万一こっちに飛んできたときの為にバリアの準備はしておこう。
「じゃー、行くぞ!」
カイン君が掛け声と共に体を捻って、勢いよく体を回転させる。
ハンマーもそれに合わせてワンテンポ遅れて動き出し、あれだけ重そうだったハンマーがわずかに浮き上がる。
テレビで見た、ハンマー投げの動きそのものだ。
片足を軸に体を大きく反らして、上体とハンマーの重心バランスを調整しながら、
1回転、2回転と勢いを増して、
「そーーれっ!!」
勢いの増したハンマーの頭が灯篭の横っ腹に突っ込み、
ドゴォッ!
という石が砕け散る音とともに灯篭の柱が粉々に吹っ飛び、機能停止した退魔石が嵌っている灯篭の上の方が落ちて来て、落下の衝撃で外側が軽く砕けて粉が散ったりしてる。
ものの見事に灯篭はぶっ壊れてしまった。
「2人ともお疲れ様。これで調査が出来るわね」
レナール先輩は、灯篭が砕け散ったのを確認して、早速調査へと向かっていく。
「ふー、出来れば次はヘッドをもうちょっと軽くしてほしいかな」
「出来れば次なんて無い方が良いけどね・・・」
一方で、一仕事終えたと言わんばかりのカイン君は、先輩とすれ違うようにハンマーを引きずって私の目の前に置いた。

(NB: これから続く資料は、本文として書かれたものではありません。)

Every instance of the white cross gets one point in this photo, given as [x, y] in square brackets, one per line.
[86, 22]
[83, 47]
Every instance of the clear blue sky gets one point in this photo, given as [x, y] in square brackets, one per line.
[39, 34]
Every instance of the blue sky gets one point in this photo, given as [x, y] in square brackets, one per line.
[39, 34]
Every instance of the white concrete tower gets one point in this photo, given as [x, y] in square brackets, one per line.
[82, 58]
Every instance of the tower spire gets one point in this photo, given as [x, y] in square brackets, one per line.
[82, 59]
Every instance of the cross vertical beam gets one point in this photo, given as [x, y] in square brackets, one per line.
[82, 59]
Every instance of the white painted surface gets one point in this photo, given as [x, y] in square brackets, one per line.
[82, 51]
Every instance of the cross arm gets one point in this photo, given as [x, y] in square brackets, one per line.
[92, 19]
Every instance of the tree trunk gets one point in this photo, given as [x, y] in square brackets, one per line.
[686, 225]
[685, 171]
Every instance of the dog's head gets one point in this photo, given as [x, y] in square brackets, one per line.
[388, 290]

とりあえずこんなもん残ってたら即疑われるし、分解しておかなきゃ。
証拠隠滅、証拠隠滅・・・
魔法で作ったハンマーなので、作った本人である私なら元のエーテルに戻せる。
持ち手の先端の方から、金属の棒がもとの灰色の光へと変化して霧散していく。
やっぱり魔法って凄いインチキだと思うな。
こんな重い物を、その場で作ってその場で消せるの、便利過ぎじゃない?
キャンプとか手ぶらでも出来そう。
そうして消えゆくハンマーを眺めていると、灯篭の方から、
「嘘・・・!カイン!これ見て頂戴!」
「あ?・・・こ、これは・・・!」
「えぇ、もしかしたら謎が解明できるかもしれないわよ!」
なんて聞こえて来る。
待って!?
凄い気になるんだけど!
そんな私の思いとは裏腹に、ハンマーはゆっくりと消えていく。